If the nearest-neighbour interaction were all, the "ground state" of these systems -- the lowest-energy state -- would be any state where each tetrahedron had two "magnets" (which we will call spins) pointing in and two pointing out. There is a macroscopic number of such states, leading to a non-zero entropy in the ground state (which is what we observed in 1999, and there is a remarkable analogy with the entropy of ice, which led to these systems being called "spin ice" -- but that is another story). Remarkably, the addition of long-ranged interactions does not seem to affect this picture much. Strictly speaking, the true ground state in the presence of long-ranged interactions is a fully-ordered state, unique apart from rotations. But experimental probes have only shown small signs of this form of ordering.
Since the three-dimensional lattice is hard to visualise, at this point let us consider instead a two-dimensional "square lattice", as shown below.
The constraint is that each shaded square must have two spins pointing in and two pointing out. This leads to results very much analogous to the pyrochlore case (in fact, this lattice, with all pairwise interactions within the shaded squares being of equal strength, is often called the "square pyrochlore" lattice). An example ground state satisfying this constraint is shown. Again, there is a large (macroscopic) number of such states.
Now how do we visualise excitations? The simplest excitation is a "spin flip" -- reversing the direction of a single arrow. This upsets the balance of arrows: one square has three arrows pointing in (with a net "north charge") and another has three arrows pointing out (with a net "south charge"). It is like placing a little magnet locally in an otherwise magnetically-neutral material.
But the key point is that the "north charge" and "south charge" can now migrate and separate, via a series of spin flips. Click on the above figure for an animation.
Viewed on a coarse scale, what this looks like is two magnetic "monopoles" that can move around freely. Castelnovo et al. examined the dynamics of this process theoretically, and now Bramwell et al. have measured it in the laboratory.

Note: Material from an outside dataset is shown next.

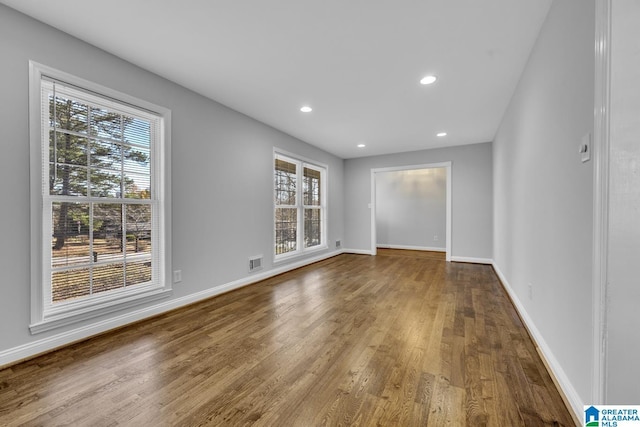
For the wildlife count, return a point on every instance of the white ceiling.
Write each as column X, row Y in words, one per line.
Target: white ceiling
column 356, row 62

It is a simple idea, and a remarkable experimental observation. Whether it is just a curiosity or has further scientific or technological importance, only time will tell.
It should once again be emphasised that these "monopoles" are not elementary particles. People familiar with semiconductors will think of an analogy with "particle-hole excitations", where a electron gets excited and leaves behind a positively-charged "hole" that behaves like a particle in its own right. But that is a quantum-mechanical phenomenon which cannot be understood classically. The magnetic "monopoles" here, however, are purely a phenomenon of classical physics. If you could build a model with wires, springs and magnets, designed to mimic the geometry of the system and enforce the constraints of the allowed magnet directions, it should behave in exactly the same way. That in itself is of interest: I'm not aware of any other examples of "quasiparticles" or "particle-hole excitations" that can be described purely classically.